To sample over a wide range of systematic errors, consider the number of couplers and spins involved in a particular transform.

Note

Spin-reversal transforms do not necessarily remove errors due to ICE; rather, they randomize the effects of certain errors that depend on (\(h\), \(J\)). This creates a spectrum of error magnitudes from which the best results can be selected. Some types of systematic error—ICE 1, as defined in Technical Description of the D-Wave Quantum Processing Unit for example—are not affected by spin-reversal transforms.

Specify the number of spin-reversal transforms using the num_spin_reversal_transforms parameter when submitting a problem.

Using Anneal Offset

To run a problem with anneal offsets:

  1. Permitted parameters vary by QPU, so first retrieve the solver properties for your system.

    If anneal offsets are supported, the returned values include a property that shows the positive-negative range of permitted offset values, in normalized offset units, for each qubit in the QPU. (Both values are 0 for any inoperable qubits.) Negative values force the qubit to anneal later than the standard trajectory; positive values, earlier.

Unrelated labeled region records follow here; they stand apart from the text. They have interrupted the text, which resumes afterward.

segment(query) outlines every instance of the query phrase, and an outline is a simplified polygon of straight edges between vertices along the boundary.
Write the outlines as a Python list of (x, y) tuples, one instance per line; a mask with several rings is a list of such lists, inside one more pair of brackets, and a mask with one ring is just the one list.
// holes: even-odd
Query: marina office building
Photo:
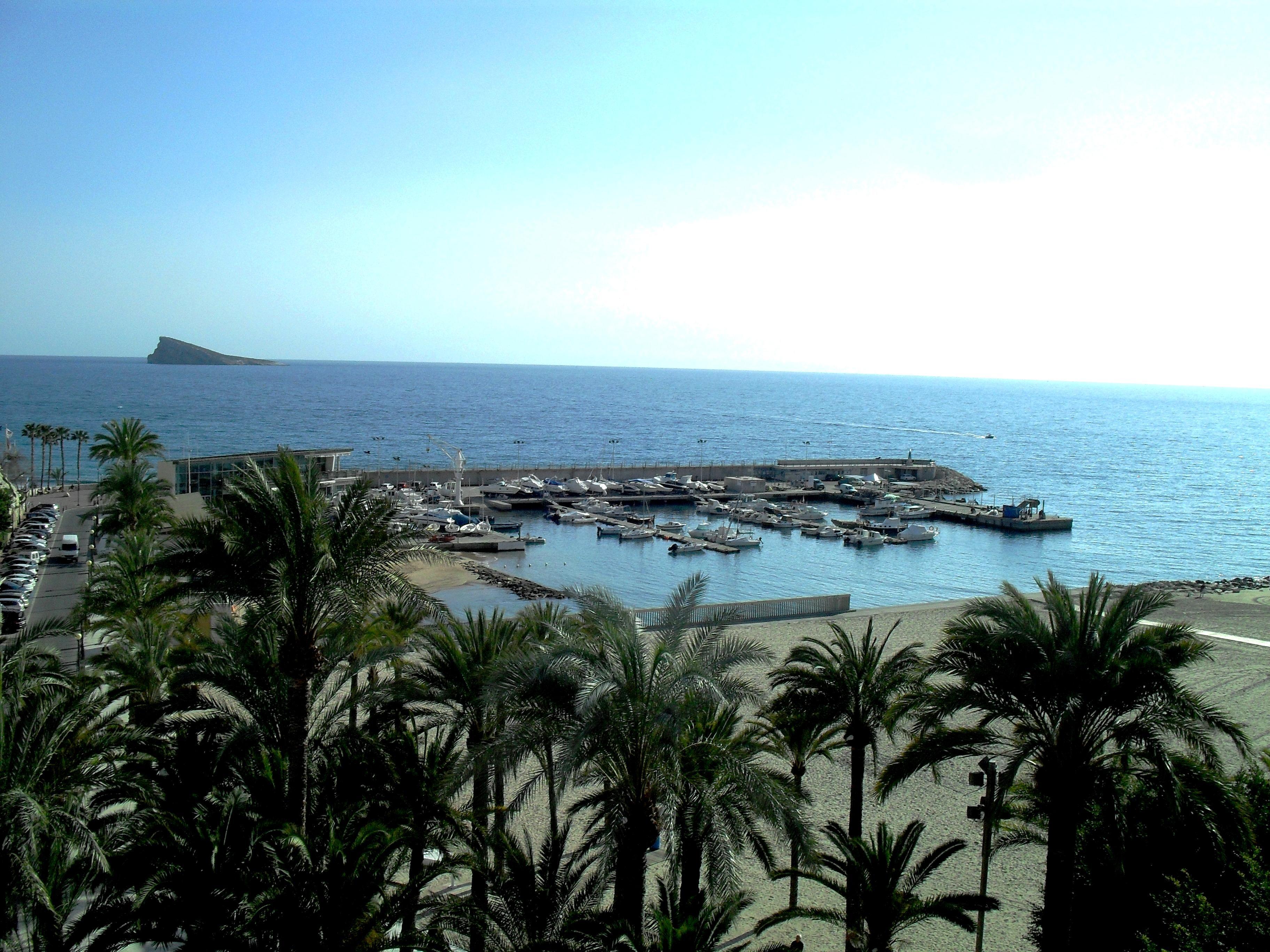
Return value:
[[(316, 466), (324, 482), (333, 485), (339, 476), (340, 459), (353, 452), (352, 447), (335, 449), (292, 449), (291, 453), (301, 465)], [(259, 453), (226, 453), (224, 456), (187, 456), (179, 459), (160, 459), (159, 477), (171, 484), (171, 490), (180, 496), (198, 495), (213, 499), (225, 489), (225, 482), (246, 467), (249, 462), (257, 466), (272, 466), (278, 458), (277, 449)]]

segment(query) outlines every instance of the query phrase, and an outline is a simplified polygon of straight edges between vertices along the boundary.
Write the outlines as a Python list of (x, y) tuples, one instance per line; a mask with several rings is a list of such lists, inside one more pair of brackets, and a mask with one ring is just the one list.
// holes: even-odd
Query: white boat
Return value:
[(931, 542), (940, 531), (933, 526), (908, 526), (895, 537), (904, 542)]
[(880, 532), (874, 532), (872, 529), (857, 529), (856, 532), (848, 532), (842, 537), (842, 543), (845, 546), (860, 546), (861, 548), (881, 546), (885, 542), (886, 537)]
[(672, 542), (671, 547), (667, 550), (671, 555), (692, 555), (693, 552), (705, 551), (705, 542)]
[(505, 480), (499, 480), (489, 486), (481, 486), (480, 491), (484, 496), (518, 496), (522, 494), (519, 486), (514, 482), (507, 482)]

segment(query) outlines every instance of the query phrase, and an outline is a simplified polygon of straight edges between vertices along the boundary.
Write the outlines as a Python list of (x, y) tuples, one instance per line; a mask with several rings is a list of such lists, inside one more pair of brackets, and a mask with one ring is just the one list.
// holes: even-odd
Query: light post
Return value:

    In the following truncated list, for instance, we see that qubit 0 can be annealed a maximum of 0.2255351369888578 normalized offset units later than the standard trajectory, or a maximum of 0.050118919330857284 normalized offset units earlier.

    [[-0.2255351369888578, 0.050118919330857284],
    [-0.2258618355939089, 0.12045964565008474], ...
    
  2. Embed the problem on the graph. For best results, embed the problem multiple times.

  3. Prepare an array of offset values based on the information retrieved from the system, the hardware adjacencies of the embedded problem, and any known dynamics of the problem.

  4. Supply the array of offsets for the qubits in the system using the anneal_offsets parameter with a length equal to the num_qubits property. The appropriate format depends on the client; see the appropriate developer guide for your client for more information.

  5. Submit the problem.

  6. Compare results of the same problem run with and without offset annealing paths, and the same problem run with different offset values. Adjust the offset values accordingly.